As the longest Marvel Studios film, and a fitting end to the Infinity Saga arc of the Marvel Cinematic Universe, Avengers: Endgame pretty much had it all. Except, of course, that infamous deleted scene where Robert Downey Jr.’s Tony Stark got to meet the adult version of his daughter, Morgan, played by Katherine Langford. It's a scene that audiences have only recently gotten to see thanks to its inclusion on Disney+ and that would have allowed some closer between the two Starks.
Given the description alone, it feels like that scene should have stayed in the film, but writer/director team Joe and Anthony Russo had a very specific explanation as to why they cut the scene from the final draft of Avengers: Endgame. The reason had to do with the scene not earning its place in the film, with Joe Russo explaining:
Since Thanos had that poignant experience with his daughter in Infinity War, we started playing with the idea that there was something interesting and resonant in the symmetry with Tony and his daughter. The reason we ended up moving away from it is, once we shot it, we began to understand as we were actually shooting it, is that the audience didn’t have a relationship with his adult daughter in the film. They had a relationship with his young daughter but not with his adult daughter. It didn’t feel like it was as powerful as we may have thought so we began to move away from it.
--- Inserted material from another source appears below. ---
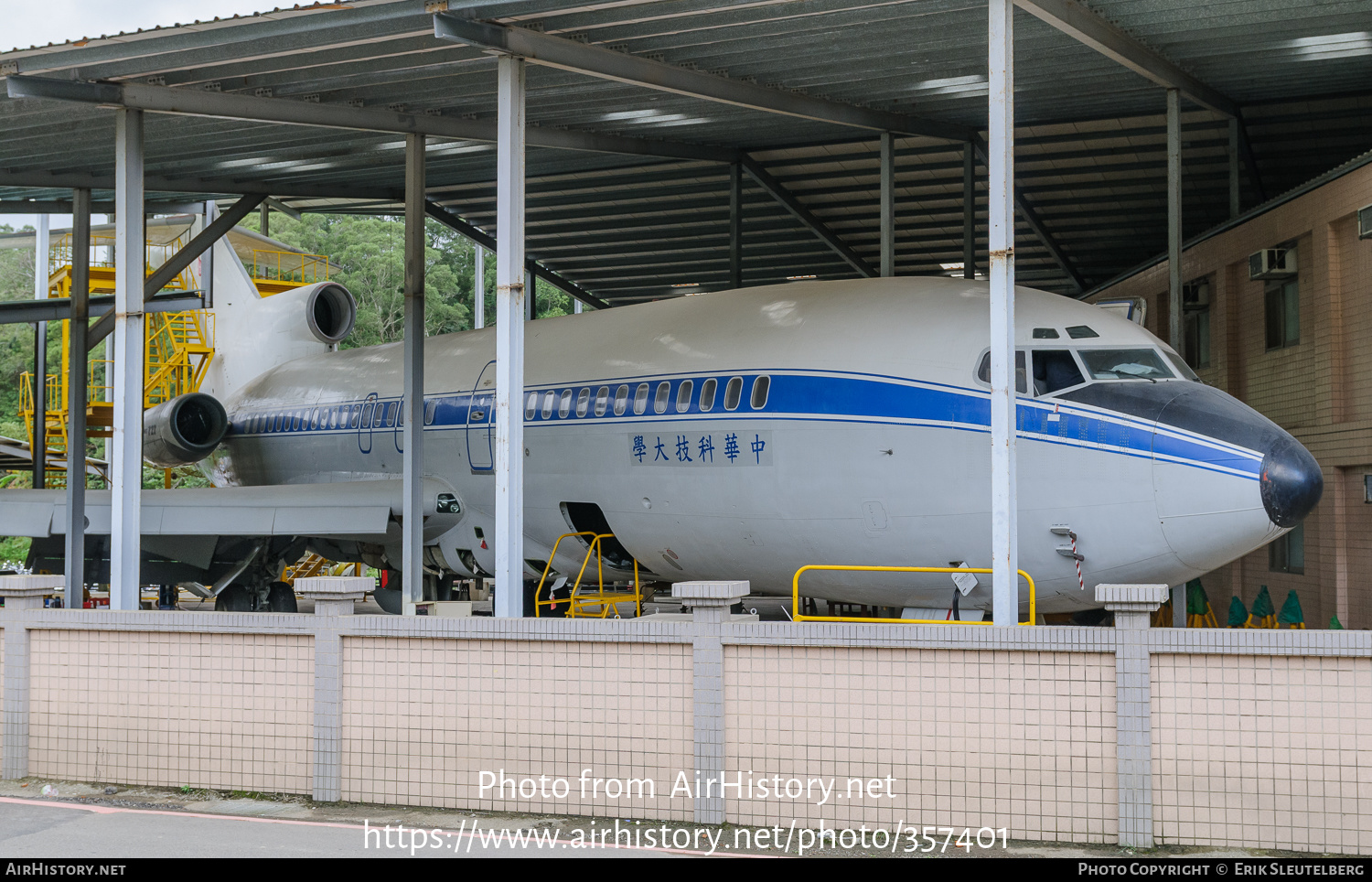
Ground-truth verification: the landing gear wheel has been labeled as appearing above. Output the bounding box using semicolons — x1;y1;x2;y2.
266;582;301;613
214;585;252;613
Look, having Katherine Langford’s grown-up Morgan in Avengers: Endgame might feel like a good idea, as it’s the end of Tony’s story, and that little comfort does seem like a fitting note to include that final movement. But the Russo brothers felt it actually detracted from the audience's understanding of the relationship between Tony Stark and his daughter, who is young during the events in Endgame. Luckily, it's now included in the extra features of the Disney+ version of the film, so you can see if you are of the same mind as the directors of the movie or not.
The explanation given to Inverse by Joe and Anthony Russo does make sense though, as the audience was endeared with Morgan as a child, so that’s where the real emotional meat of Tony Stark’s Avengers: Endgame death really stuck. Your mileage may vary when it comes to Katherine Langford’s Morgan informing Tony Stark that what he did saved the universe, but when young Alexandra Rabe’s Morgan tells Happy Hogan she wants a cheeseburger, it’s harder to dodge that emotional bullet because she’s primarily who we know that character to be.
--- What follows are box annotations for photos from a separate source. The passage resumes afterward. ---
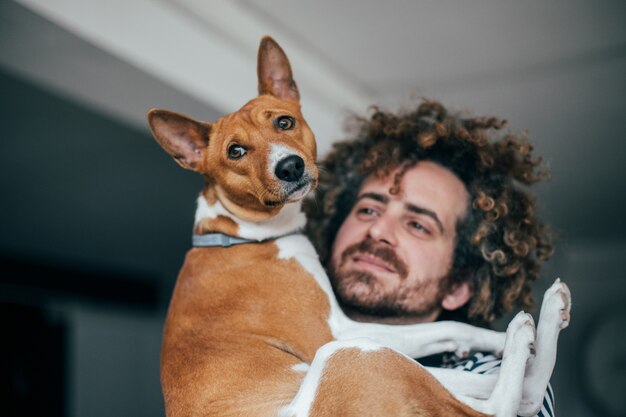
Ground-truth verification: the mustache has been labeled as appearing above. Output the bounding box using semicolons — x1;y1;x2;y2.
341;239;409;278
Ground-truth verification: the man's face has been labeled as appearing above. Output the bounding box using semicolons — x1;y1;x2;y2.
331;161;469;321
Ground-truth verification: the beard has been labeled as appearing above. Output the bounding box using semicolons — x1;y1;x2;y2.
329;239;449;320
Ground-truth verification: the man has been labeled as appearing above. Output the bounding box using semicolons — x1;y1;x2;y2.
307;101;553;417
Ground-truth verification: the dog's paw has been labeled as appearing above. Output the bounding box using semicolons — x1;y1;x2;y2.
541;278;572;330
504;311;537;355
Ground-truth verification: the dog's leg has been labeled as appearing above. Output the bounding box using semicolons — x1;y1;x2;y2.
427;312;535;417
485;311;536;417
518;279;572;416
279;339;485;417
333;319;506;358
426;366;498;402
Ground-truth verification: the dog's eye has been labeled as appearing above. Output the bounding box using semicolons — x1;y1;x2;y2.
228;145;248;161
274;116;296;130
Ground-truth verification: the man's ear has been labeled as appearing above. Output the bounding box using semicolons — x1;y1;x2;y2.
441;281;472;311
148;109;211;171
257;36;300;101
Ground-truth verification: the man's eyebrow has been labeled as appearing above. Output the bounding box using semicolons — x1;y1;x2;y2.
357;192;444;233
356;192;389;204
405;203;444;233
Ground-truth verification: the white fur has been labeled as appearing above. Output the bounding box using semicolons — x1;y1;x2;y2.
195;194;306;240
267;143;302;176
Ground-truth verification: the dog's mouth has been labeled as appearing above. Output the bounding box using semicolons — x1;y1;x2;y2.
263;179;311;208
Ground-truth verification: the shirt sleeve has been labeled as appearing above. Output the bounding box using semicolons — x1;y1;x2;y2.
448;352;554;417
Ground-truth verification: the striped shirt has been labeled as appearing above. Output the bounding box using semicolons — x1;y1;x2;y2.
419;352;554;417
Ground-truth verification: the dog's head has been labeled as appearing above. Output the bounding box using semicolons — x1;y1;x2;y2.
148;37;317;221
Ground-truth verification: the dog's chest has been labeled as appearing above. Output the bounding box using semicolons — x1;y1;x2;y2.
175;235;334;359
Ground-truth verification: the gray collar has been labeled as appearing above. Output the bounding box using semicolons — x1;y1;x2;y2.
192;230;300;248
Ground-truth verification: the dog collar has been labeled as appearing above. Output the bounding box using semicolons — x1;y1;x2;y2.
191;230;300;248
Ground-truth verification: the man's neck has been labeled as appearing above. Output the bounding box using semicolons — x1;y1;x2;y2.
341;305;440;325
Deleted scenes exist specifically because of moments like this attempted closer to Tony and Morgan Stark’s story in Avengers: Endgame. These are the types of moments that, in previous eras, would fall to the sands of time; but now, merely need to wait for the home video release to bring them to the public’s attention. So audiences can enjoy Tony and Morgan saying goodbye, while also enjoying the version of Avengers: Endgame they fell in love with in theaters.